Unlocking Customer Insights: Revealing Purchasing Behavior Using R

As part of Quantum's retail analytics team, I was tasked with helping our client understand the type of customers and their purchasing behavior.

Task - Data preparation and customer analytics

Client - The Category Manager for Chips

Objective - To better understand the types of customers who purchase Chips and their purchasing behavior within the region.

Tools – R

Deliverables

Define recommendations from the insights,
Determine which segments should be targeted,
Determine if packet sizes are relative. Etc.

Data Exploration

Process

The first step in any analysis is to first understand the data and to do that the datasets were imported into R studio but nothing can be done without first installing and loading some important libraries needed for this analysis, so to get that done, the install() and library() functions were used to install and load the following libraries - data.table, ggplot2, ggmosaic, readr, dplyr, stringr.

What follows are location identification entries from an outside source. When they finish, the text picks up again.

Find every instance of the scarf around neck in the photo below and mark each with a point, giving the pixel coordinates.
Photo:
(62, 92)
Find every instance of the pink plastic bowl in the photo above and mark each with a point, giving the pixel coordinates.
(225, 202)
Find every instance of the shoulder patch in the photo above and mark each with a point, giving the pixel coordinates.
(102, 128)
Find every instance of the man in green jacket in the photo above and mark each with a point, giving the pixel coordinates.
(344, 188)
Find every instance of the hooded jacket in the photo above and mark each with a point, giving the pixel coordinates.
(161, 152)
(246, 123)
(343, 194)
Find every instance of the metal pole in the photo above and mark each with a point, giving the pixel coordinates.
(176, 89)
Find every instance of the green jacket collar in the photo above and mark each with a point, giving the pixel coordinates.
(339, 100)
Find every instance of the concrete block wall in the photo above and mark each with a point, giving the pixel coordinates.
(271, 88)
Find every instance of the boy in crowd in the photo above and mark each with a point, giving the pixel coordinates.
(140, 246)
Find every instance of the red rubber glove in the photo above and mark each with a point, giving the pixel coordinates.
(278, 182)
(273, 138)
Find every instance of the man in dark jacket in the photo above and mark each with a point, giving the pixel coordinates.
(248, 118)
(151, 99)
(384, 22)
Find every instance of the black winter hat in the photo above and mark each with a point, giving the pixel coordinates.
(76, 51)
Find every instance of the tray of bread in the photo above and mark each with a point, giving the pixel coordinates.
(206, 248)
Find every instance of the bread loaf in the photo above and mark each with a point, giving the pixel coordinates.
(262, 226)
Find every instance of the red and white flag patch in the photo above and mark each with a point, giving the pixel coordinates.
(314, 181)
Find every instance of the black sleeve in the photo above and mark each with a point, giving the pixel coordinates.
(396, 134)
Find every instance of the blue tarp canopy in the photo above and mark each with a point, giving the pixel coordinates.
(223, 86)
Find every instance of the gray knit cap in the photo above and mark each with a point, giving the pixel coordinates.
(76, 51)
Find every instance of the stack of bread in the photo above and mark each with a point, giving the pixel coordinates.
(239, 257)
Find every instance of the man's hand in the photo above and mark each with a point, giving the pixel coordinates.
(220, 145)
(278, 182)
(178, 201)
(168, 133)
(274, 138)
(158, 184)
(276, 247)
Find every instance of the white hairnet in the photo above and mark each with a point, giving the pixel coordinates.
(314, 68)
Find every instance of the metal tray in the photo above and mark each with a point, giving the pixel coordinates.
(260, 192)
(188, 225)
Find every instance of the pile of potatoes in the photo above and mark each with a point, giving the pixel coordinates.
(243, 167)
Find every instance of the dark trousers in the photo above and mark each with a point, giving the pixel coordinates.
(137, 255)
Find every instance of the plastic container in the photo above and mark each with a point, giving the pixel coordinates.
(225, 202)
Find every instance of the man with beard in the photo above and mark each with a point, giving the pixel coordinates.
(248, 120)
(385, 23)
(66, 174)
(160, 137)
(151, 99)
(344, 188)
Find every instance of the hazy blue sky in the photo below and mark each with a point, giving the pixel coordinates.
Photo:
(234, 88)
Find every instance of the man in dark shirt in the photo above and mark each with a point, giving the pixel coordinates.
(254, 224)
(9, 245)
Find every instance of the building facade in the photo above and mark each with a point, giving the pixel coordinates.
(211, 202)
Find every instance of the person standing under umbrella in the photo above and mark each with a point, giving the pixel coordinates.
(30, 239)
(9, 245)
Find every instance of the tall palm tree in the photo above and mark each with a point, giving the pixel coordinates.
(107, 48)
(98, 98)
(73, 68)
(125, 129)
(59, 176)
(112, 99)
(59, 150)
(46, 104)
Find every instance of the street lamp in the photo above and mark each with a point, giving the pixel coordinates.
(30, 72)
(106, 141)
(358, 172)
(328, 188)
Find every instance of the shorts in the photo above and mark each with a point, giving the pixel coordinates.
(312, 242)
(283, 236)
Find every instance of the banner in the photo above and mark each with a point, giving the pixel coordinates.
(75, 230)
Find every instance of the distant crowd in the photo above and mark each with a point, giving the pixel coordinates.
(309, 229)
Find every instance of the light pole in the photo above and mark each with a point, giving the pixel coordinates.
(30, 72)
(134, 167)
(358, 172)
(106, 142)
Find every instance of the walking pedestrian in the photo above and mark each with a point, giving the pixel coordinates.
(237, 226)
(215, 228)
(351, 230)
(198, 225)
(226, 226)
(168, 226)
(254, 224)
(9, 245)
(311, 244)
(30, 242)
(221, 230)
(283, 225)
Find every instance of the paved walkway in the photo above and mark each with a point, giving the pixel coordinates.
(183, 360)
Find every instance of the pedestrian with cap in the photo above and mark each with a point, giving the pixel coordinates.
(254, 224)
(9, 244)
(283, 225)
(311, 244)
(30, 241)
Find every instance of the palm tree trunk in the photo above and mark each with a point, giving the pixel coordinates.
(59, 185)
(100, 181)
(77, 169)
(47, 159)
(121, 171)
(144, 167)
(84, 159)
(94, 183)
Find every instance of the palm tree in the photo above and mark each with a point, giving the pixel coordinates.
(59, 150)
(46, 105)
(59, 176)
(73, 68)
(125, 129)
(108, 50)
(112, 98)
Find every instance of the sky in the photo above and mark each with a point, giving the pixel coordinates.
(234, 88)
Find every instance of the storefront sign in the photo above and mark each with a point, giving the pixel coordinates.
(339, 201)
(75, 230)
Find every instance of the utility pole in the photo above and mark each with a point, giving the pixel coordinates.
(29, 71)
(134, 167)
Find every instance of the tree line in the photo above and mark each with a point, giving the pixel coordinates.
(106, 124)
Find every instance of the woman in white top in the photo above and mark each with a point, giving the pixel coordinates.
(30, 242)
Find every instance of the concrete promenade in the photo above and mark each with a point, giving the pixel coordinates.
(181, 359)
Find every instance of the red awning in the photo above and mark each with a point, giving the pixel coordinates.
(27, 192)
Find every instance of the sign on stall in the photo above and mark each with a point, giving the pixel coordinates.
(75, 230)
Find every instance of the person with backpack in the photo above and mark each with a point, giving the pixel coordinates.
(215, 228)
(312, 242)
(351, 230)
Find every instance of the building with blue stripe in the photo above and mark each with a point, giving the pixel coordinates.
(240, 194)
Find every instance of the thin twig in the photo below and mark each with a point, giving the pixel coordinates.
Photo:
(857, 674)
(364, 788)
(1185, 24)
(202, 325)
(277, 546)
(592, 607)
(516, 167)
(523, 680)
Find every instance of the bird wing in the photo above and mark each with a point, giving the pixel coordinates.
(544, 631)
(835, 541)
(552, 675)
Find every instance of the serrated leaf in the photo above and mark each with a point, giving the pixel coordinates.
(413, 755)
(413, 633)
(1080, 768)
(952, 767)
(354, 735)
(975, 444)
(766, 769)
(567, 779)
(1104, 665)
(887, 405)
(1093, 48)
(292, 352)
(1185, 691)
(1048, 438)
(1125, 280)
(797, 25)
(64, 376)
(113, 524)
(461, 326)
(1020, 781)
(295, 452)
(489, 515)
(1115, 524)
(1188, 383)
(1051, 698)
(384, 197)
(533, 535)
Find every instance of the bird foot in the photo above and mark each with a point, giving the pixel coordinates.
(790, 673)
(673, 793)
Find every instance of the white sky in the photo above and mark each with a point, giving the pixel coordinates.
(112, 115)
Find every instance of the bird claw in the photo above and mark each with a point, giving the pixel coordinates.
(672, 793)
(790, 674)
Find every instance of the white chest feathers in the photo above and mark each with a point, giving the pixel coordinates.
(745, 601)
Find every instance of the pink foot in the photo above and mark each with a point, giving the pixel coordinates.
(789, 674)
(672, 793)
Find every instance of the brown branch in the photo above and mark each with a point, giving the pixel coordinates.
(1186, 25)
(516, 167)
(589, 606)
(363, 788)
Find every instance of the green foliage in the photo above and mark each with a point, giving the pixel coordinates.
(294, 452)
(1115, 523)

To understand what these libraries do, an explanation is given below:

data.table - data.table is a powerful package in R that provides enhanced functionality for data manipulation and analysis. It offers fast data processing capabilities and efficient handling of large datasets, making it ideal for working with large-scale data operations.

ggplot2 - ggplot2 is a widely-used data visualization package in R. It provides a flexible and elegant syntax for creating a wide range of static and interactive plots. With ggplot2, you can easily customize plot aesthetics, map variables to different visual properties, and create visually appealing data visualizations.

ggmosaic - ggmosaic is an extension package for ggplot2 that specializes in creating mosaic plots. Mosaic plots are useful for visualizing the relationship between two categorical variables, showing the distribution and proportions of observations within each category.

readr - readr is a package in R that offers efficient and user-friendly functions for reading structured data files, such as CSV, TSV, and fixed-width files. It provides faster and more reliable methods for importing data into R compared to base R functions, with automatic type inference and better handling of various data formats.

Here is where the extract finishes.